Answer
$\Rightarrow -\frac{4}{(x+2)(x-2)}$.
Work Step by Step
The given expression is
$\Rightarrow \frac{\frac{x-1}{x^2-4}}{1+\frac{1}{x-2}}-\frac{1}{x-2}$
Solve the numerator of the first fraction.
$=\frac{x-1}{x^2-4}$
Factor all terms.
$= x^2-4$
$= x^2-2^2$
Use the special formula $A^2-B^2=(A+B)(A-B)$.
$= (x+2)(x-2)$
$=\frac{x-1}{(x+2)(x-2)}$
Solve the denominator of the first fraction.
$=1+\frac{1}{x-2}$
$=\frac{1}{1}+\frac{1}{x-2}$
The LCD of the denominators is $(x-2)$.
$=\frac{(x-2)}{(x-2)}+\frac{1}{x-2}$
$=\frac{x-2+1}{(x-2)}$
Simplify.
$=\frac{x-1}{x-2}$
Back substitute all values into the given fraction.
$\Rightarrow \frac{\frac{x-1}{(x+2)(x-2)}}{\frac{x-1}{x-2}}-\frac{1}{x-2}$
Invert the divisor and multiply.
$\Rightarrow \frac{x-1}{(x+2)(x-2)}\cdot \frac{x-2}{x-1}-\frac{1}{x-2}$
Cancel common terms.
$\Rightarrow \frac{1}{x+2}-\frac{1}{x-2}$
The LCD of the denominators is $(x+2)(x-2)$.

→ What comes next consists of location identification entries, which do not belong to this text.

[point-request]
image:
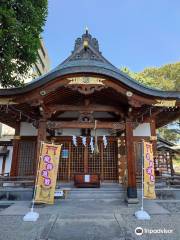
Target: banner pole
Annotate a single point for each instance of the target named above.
(33, 216)
(35, 187)
(142, 215)
(142, 176)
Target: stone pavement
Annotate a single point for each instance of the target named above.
(87, 219)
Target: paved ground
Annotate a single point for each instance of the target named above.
(89, 219)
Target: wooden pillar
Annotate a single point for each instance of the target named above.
(41, 137)
(15, 142)
(131, 188)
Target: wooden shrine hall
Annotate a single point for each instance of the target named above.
(87, 99)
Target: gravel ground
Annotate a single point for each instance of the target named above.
(91, 220)
(173, 207)
(168, 222)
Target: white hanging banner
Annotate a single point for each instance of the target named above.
(105, 141)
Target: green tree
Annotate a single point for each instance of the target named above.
(166, 77)
(21, 22)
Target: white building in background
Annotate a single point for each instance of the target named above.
(41, 67)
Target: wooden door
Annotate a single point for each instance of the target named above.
(80, 159)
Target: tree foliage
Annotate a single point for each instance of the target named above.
(21, 22)
(166, 77)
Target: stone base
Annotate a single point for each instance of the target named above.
(132, 200)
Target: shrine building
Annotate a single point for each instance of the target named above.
(99, 114)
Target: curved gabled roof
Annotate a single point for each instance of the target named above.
(86, 58)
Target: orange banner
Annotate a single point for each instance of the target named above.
(47, 173)
(149, 177)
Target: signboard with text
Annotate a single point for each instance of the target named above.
(149, 177)
(47, 173)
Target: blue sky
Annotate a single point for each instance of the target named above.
(131, 33)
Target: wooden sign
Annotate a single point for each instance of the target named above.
(165, 103)
(86, 80)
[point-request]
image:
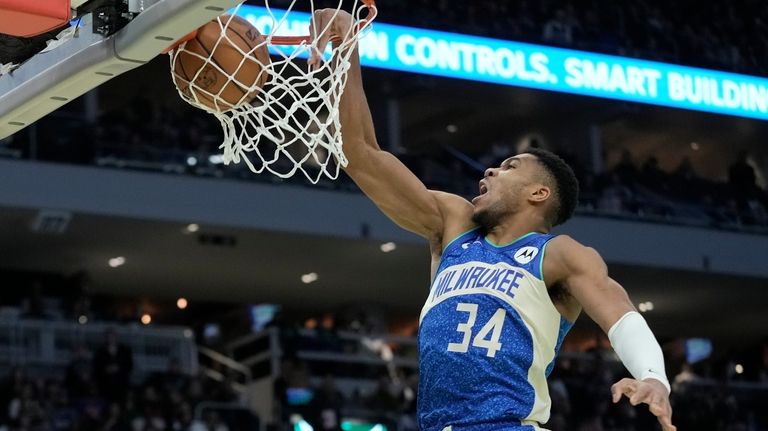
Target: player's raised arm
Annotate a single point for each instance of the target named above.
(381, 176)
(584, 274)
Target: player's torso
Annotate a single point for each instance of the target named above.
(488, 335)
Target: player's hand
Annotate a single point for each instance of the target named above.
(339, 24)
(648, 391)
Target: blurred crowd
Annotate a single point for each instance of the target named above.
(98, 392)
(686, 31)
(149, 135)
(353, 364)
(708, 395)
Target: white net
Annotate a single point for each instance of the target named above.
(277, 114)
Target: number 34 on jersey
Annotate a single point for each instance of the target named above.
(487, 337)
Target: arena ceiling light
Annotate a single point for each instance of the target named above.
(388, 246)
(116, 262)
(192, 228)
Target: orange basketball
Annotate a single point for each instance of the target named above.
(225, 58)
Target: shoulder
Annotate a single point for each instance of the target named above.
(457, 218)
(566, 257)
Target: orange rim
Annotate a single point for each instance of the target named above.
(189, 36)
(298, 40)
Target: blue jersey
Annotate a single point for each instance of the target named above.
(488, 337)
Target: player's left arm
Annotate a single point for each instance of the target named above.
(584, 275)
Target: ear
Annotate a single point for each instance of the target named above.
(540, 193)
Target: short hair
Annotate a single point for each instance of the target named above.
(566, 184)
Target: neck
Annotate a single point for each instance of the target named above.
(515, 227)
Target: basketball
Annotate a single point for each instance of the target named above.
(240, 53)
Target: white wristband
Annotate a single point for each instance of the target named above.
(637, 348)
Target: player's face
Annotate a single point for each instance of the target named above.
(503, 190)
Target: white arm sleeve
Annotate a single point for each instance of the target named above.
(637, 348)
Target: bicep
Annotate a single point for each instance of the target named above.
(586, 277)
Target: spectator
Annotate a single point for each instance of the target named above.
(112, 367)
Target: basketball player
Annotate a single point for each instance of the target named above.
(504, 291)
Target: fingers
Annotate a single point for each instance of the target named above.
(660, 408)
(330, 25)
(640, 392)
(318, 22)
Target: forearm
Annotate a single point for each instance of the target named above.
(357, 129)
(637, 348)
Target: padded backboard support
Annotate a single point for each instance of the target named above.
(50, 79)
(28, 18)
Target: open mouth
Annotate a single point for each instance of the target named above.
(483, 189)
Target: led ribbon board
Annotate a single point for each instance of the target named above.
(497, 61)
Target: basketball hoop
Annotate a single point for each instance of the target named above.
(290, 122)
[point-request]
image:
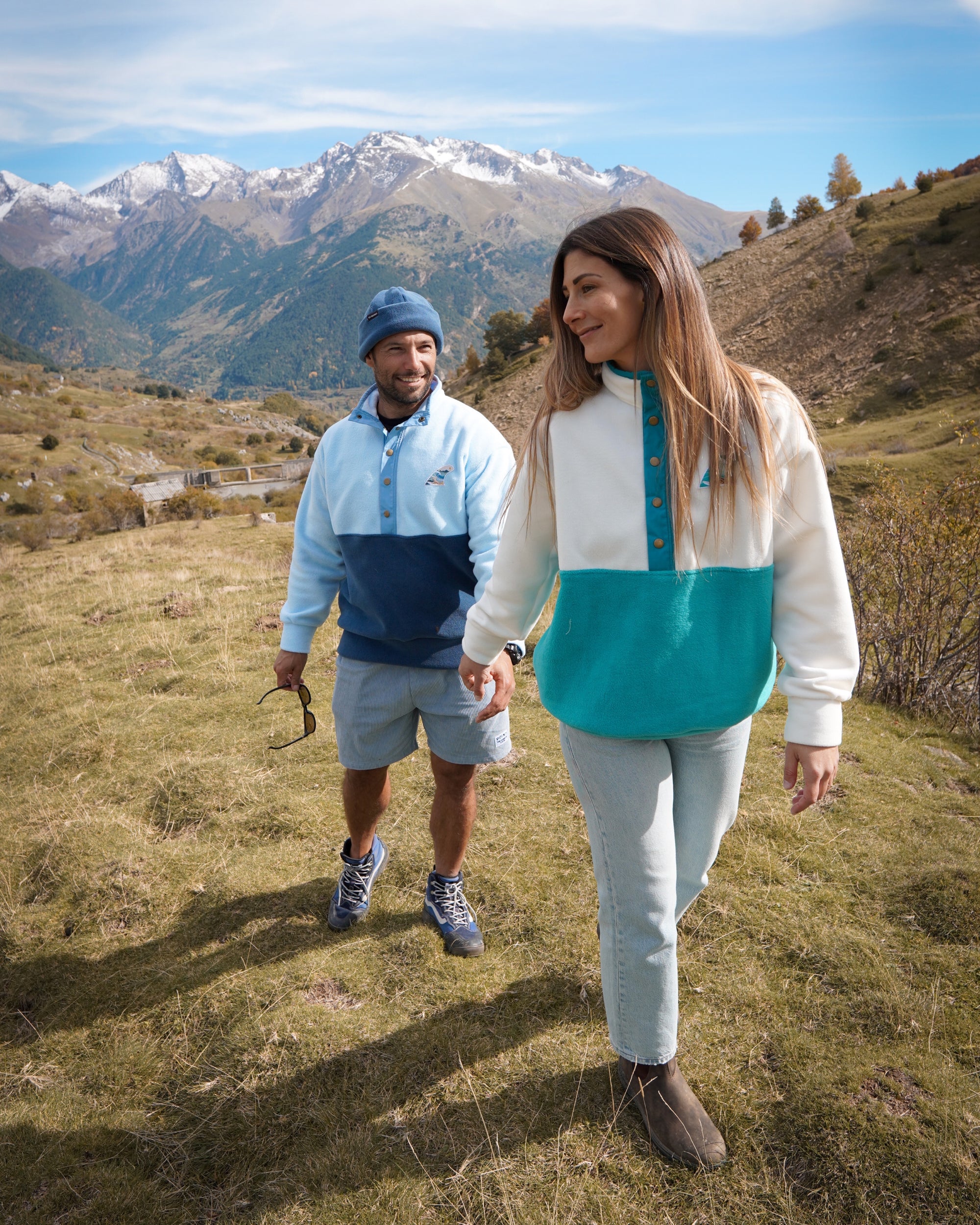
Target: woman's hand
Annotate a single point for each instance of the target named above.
(820, 771)
(478, 677)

$\Rightarrow \frac{x-2}{(x+2)(x-2)}-\frac{x+2}{(x+2)(x-2)}$
$\Rightarrow \frac{x-2-(x+2)}{(x+2)(x-2)}$
Simplify.
$\Rightarrow \frac{x-2-x-2}{(x+2)(x-2)}$
$\Rightarrow -\frac{4}{(x+2)(x-2)}$.